Since Java-classpath **.jar is run locally, only the jar packages needed for the project need to be placed in the same directory,

However, the Hadoop jar **.jar is run on a cluster, and you need to put the jar package needed for the project inside the project Jar bundle.

The dependent jar package is called into the project jar package to form a total jar package, which can be configured in the Pom.xml file for Maven with the following configuration:

	<build> <sourceDirectory>src</sourceDirectory> <resources> <resource>
	        <directory>conf</directory> <excludes> <exclude>**/*.java</exclude>
				</excludes> </resource> </resources> <pluginManagement> <plugins>
					<!--ignore/execute plugin execution--> <plugin> <groupId>org.eclipse.m2e</groupId> <artifactId>lifecycle-mapping</artifactId> <version>1.0.0</version> <configuratio 
								N> <lifecycleMappingMetadata> <pluginExecutions> <!--copy-dependency plugin--> <pluginExecution> <pluginExecutionFilter> <groupid>org.apache.maven.plugins& Lt;/groupid> <artifactId>maven-dependency-plugin</artifactId> <versionrange>[1.0. 0,) </versionRange>
										<goals> <goal>copy-dependencies</goal> </goals> </plug inexecutionfilter> <action> <ignore/> </action> </pluginexecu tion> </pluginExecutions> </lifecycleMappingMetadata> </configuration> </plu gin> </plugins> </pluginManagement> <plugins> <plugin> <groupid>org.apache
					.maven.plugins</groupid> <artifactId>maven-dependency-plugin</artifactId> <executions> 
							<execution> <id>copy-dependencies</id> <phase>test</phase> <goals> <goal>copy-dependencies</goal> </goals> <configuration> <excludearti Factids>hadoop-core</excludeartifactids> <excludeGroupIds>org.slf4j</excludeGroupIds> &  Lt;outputdirectory>  Here is the key <span style= "color: #FF0000;"
				>target/classes/lib</span> </outputDirectory> </configuration> </execution> 
				</executions> </plugin> <plugin> <artifactId>maven-compiler-plugin</artifactId> <version>2.3.2</version> <configuration> <source>1.6</source> <target& gt;1.6</target> <encoding>UTF-8</encoding> </configuration> </plugin> </plu Gins> </build>
But need to runas two times to do, do not know why.

If you are simply running MapReduce without using other jar packages, you do not need to hit other jar packs into the project, which means that the project's jar's lib directory cannot have a Hadoop jar package, because in the runtime environment, Here are just a few other things like a jar bag that you've written.

Contact Us

The content source of this page is from Internet, which doesn't represent Alibaba Cloud's opinion; products and services mentioned on that page don't have any relationship with Alibaba Cloud.

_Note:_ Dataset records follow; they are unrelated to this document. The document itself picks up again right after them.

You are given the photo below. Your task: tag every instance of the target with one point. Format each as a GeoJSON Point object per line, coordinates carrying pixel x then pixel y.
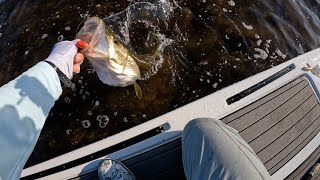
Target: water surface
{"type": "Point", "coordinates": [198, 47]}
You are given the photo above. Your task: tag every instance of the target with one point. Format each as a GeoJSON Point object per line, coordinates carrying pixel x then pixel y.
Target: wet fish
{"type": "Point", "coordinates": [113, 62]}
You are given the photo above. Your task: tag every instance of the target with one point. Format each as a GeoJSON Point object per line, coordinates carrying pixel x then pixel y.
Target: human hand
{"type": "Point", "coordinates": [66, 57]}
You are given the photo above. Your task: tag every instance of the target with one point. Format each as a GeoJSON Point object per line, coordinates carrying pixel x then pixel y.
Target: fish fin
{"type": "Point", "coordinates": [138, 90]}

If the content of the page makes you feel confusing, please write us an email, we will handle the problem within 5 days after receiving your email.

If you find any instances of plagiarism from the community, please send an email to: info-contact@alibabacloud.com and provide relevant evidence. A staff member will contact you within 5 working days.

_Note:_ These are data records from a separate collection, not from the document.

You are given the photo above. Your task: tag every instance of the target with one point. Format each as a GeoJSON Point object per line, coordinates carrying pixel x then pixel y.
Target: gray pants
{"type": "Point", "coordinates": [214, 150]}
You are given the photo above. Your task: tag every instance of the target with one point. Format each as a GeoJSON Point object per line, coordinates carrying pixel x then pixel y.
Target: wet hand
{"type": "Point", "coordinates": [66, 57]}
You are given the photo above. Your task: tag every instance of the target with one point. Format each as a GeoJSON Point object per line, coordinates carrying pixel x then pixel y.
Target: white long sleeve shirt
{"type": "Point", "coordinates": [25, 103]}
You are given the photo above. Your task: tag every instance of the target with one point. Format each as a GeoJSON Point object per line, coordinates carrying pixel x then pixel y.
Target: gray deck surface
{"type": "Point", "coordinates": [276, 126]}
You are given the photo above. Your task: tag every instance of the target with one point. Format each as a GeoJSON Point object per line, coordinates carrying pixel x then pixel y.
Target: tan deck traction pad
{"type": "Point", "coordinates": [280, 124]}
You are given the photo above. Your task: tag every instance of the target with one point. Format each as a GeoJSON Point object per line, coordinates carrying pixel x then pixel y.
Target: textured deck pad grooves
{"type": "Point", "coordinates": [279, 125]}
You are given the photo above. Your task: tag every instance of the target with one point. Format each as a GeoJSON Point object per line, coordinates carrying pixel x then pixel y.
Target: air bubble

A Free Trial That Lets You Build Big!

Start building with 50+ products and up to 12 months usage for Elastic Compute Service

  • Sales Support

    1 on 1 presale consultation

  • After-Sales Support

    24/7 Technical Support 6 Free Tickets per Quarter Faster Response

  • Alibaba Cloud offers highly flexible support services tailored to meet your exact needs.